Андрей Рублев надобен был Ирине Лукияновне. Она показала написанные им иконы резчику по дереву, мастеру Нафанаилу из Владимира, а тот, признав даровитость живописца по увиденным краскам, возьми да и подай совет, чтобы именно Андрею боярыня доверила украшение иконостаса в новом храме. Совет Нафанаил подал твердый. Вняв совету, боярыня и послала гонца за Андреем. Память сохранила облик юноши, которого боярыня при прощании, в благодарном порыве за написанные иконы, ласково погладила по голове. Ей стало грустно, что она не увидится с ним сызнова.

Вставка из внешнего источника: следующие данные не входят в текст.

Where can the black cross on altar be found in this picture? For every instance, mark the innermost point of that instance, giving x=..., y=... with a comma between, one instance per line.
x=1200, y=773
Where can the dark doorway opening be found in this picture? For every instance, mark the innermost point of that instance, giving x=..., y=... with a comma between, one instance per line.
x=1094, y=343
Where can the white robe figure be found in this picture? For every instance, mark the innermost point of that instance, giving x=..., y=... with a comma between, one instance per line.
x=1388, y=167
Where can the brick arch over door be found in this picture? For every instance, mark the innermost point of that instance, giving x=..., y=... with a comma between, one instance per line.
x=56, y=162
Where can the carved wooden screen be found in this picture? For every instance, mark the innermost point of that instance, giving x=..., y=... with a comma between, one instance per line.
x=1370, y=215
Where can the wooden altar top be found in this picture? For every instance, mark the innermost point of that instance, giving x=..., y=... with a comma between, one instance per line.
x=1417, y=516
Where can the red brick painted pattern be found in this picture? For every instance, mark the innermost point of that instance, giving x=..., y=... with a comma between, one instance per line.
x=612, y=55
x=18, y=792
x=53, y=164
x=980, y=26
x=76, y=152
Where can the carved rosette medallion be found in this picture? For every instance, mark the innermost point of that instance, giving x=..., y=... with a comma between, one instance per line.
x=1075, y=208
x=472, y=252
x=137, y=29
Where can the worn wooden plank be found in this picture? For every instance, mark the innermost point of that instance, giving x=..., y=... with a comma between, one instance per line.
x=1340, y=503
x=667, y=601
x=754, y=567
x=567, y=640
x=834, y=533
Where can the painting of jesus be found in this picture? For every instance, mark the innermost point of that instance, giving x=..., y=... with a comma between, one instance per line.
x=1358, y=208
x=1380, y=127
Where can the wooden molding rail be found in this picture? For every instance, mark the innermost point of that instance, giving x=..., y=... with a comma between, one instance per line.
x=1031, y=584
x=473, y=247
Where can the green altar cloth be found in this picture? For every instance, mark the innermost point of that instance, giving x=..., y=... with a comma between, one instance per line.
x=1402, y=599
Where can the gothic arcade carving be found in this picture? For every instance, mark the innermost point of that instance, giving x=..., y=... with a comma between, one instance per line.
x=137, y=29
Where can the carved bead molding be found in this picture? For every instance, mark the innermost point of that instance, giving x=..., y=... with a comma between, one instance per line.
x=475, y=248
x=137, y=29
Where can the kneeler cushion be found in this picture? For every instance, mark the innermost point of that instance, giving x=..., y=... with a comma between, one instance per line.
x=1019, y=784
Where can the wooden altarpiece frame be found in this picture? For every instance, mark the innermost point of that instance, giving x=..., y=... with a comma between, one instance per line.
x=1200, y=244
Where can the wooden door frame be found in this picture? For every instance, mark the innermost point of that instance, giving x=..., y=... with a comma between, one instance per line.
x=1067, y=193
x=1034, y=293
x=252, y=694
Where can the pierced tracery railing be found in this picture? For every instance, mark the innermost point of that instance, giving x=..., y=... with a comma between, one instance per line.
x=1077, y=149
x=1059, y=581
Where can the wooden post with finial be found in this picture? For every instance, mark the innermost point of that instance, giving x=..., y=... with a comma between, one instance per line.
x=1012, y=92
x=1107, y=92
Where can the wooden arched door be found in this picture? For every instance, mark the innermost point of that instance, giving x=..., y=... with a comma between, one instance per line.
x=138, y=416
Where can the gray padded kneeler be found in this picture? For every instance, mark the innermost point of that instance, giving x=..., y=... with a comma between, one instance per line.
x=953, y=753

Храм, ждавший мастера, способного украсить его иконами, боярыня навещала всякий день, любуясь резьбой иконостаса, сотворенного руками Нафанаила и его помощников.
Буйность красок погожего августовского полдня, блеск под солнцем воды в Тайном озере, лебединые стаи облаков, узорочье теней и тоскливый мотив лебединой песни – все это исподволь увело помыслы Ирины Лукияновны к давнишнему, под кровлю родительского дома, из окошек которого она любовалась Волгой. Ожила перед ней как будто бы позабытая пора юности, в которой ее радость, строптивость и живость пресекала вспышками гнева суровая мать. Она больно хлестала по щекам за улыбки, за нахмуренные недовольные брови, за слова, лишние, по ее разумению, для девичьей скромности. Ожил облик молчаливого, безвольного отца, боящегося гнева жены. Отца боярышня любила и была счастлива, когда его теплая большая рука гладила ее голову. В затворе душного терема под присмотром угодливых нянек Ирина в юности коротала дни, запоминая от скуки все трещины на бревенчатых стенах, пропахших запахами ладана и лампадного масла, слежавшегося пуха в перинах и подушках.
Шли годы.
Уворованная Кукшей, освободившись от материнского деспотизма и став женой, заводила в семье надобные ей порядки. Холодок начальной неласковости к мужу исподволь согревала то улыбкой, то случайно оброненным ласковым словом, приучила его к послушности и исполнению ее желаний. Все подчинялось ее воле, все, кроме материнства.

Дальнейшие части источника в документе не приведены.